Despite holding the record, the singer is still going. "I put in a song, but they never pick it," Donaldson revealed. Hence, some would argue that it is not Donaldson himself who grabbed the ears and captured the hearts of the nation all those years ago, but the songs themselves.
It's a Song Competition, Not Artiste Competition
"For the past eight or 10 years, you can't tell me three of the songs that win. That's how poorly this competition has gone," Grub Cooper told The Sunday Gleaner.
Cooper has been a player in the development of the festival song competition for a number of years. He currently carries the workload of lead vocalist and drummer of the standard-bearing Fab Five Band. His past contribution to the museum of past festival songs finds his name credited in a number of productions that have either won the competition or at least been selected as a top 10 contender.
"I'm just a part of the process. I've done a lot of arrangements. I've done arrangements for songs that have made it to the top 10. I've had some winners. It's cool," he said. Though he has been thoroughly entrenched in the 'process' over the years, he has never written a winner.
Still, among his winning arrangements are Donaldson's third and fourth winning entries (Land of My Birth and Sweet Jamaica, written by Winston Wallace). "Those two, in particular people would be familiar with," he revealed of his contribution.
Proud as he may be about his involvement, the master drummer argues that the competition has lost its zest over the years. "I don't have a chip on my shoulder.

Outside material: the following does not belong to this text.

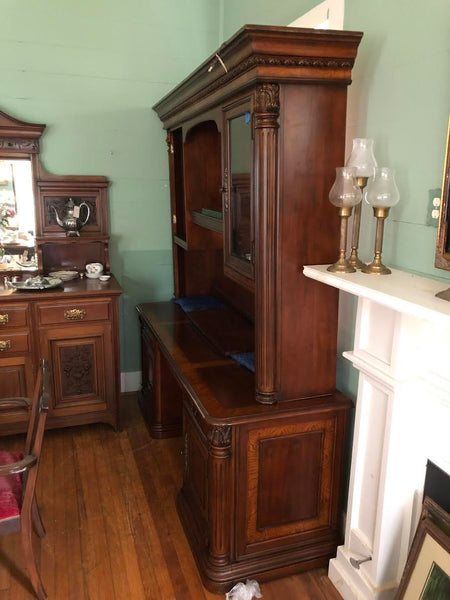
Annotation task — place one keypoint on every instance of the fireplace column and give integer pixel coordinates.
(402, 352)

I've been successful in the competition. I've made suggestions where the gospel competition is concerned. But when it comes on to the song competition - there are a lot of questions to be asked," he said.

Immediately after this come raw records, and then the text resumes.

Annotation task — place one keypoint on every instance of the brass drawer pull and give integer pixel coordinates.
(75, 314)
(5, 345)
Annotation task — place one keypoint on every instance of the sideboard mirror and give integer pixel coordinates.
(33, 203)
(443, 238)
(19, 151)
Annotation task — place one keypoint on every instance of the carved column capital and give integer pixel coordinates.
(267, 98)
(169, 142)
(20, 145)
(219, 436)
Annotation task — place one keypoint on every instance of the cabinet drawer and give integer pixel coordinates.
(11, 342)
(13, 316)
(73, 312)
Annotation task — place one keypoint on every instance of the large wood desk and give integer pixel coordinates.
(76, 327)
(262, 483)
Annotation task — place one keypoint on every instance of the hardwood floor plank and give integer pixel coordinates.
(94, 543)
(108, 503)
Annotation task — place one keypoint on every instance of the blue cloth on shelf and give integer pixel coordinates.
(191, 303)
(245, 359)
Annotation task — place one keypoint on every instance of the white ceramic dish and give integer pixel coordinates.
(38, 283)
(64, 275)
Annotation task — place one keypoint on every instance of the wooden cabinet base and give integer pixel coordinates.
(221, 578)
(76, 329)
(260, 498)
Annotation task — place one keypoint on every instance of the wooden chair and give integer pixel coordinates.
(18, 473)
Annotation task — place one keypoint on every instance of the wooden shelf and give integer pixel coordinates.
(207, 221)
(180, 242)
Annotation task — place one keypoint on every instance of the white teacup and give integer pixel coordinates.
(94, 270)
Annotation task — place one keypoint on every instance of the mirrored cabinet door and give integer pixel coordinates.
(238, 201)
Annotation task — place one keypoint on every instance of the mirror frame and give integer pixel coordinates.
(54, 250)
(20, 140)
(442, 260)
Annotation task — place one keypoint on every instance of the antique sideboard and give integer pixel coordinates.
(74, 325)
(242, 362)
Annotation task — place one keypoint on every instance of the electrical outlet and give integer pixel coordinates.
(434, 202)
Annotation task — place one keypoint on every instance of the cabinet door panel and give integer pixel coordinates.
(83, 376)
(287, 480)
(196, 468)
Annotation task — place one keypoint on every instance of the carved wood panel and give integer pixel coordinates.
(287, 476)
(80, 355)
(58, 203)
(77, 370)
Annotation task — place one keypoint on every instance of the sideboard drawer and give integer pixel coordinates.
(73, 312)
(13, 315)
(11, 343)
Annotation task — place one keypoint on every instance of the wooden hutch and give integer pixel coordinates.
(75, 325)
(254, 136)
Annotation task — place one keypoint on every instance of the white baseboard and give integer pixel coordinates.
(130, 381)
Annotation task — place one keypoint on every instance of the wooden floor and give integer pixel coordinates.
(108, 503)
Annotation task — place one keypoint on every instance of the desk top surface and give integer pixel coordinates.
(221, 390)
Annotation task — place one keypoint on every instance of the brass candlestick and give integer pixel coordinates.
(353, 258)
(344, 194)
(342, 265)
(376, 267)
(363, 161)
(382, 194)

Cooper referred to Courick Clarke aka Koriq, an entrant who was asked to withdraw from this year's top 10 because he was unable to attend the final performance.
"I think it's stupid because one person can't perform because he was unavailable - that he can't compete. I congratulate the winner, but we're not looking for a successful person. It's a song competition, not a singer's competition," Cooper opined.

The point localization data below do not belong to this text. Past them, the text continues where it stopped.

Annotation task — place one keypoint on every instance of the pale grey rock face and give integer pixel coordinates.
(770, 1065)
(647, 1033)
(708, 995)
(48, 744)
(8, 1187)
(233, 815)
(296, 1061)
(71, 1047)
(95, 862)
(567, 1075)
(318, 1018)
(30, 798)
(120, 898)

"If Nazzleman had a car accident, would they have thrown it out, or would they have a substitute? It's not an artiste competition. That's why songwriters get some of the prize money."
Festival Song Competition Hiatus
In 2016, the competition went on a hiatus. "The feeling was that when it came back, it would become different. And it is neither new nor different," Cooper lamented. Cooper argues that the dwindling interest in the competition is because the event is poorly handled.
"Last year, they got some entries, and the crap argument presented was that the standard of writing was not good. But that's not it. They're always saying that they don't have any money. If they were to take the competition, with a proper marketing, public relations, and administration situation, it will run like a private sector business, and they can have a lot of money. It's impossible for them to run the way they should with the package produced by the government. This year, because they promoted, they got 220 entries," the veteran musician claimed.
But as we celebrate our Independence tomorrow, new and old songs will be popular on the airwaves. One of those men whose songs may be in the mix is Toots Hibbert, who has won the competion three times. Toots first copped the titile in 1966 with Bam Bam, then again in 1969 with Sweet and Dandy, and finally in 1972 with Pomps and Pride.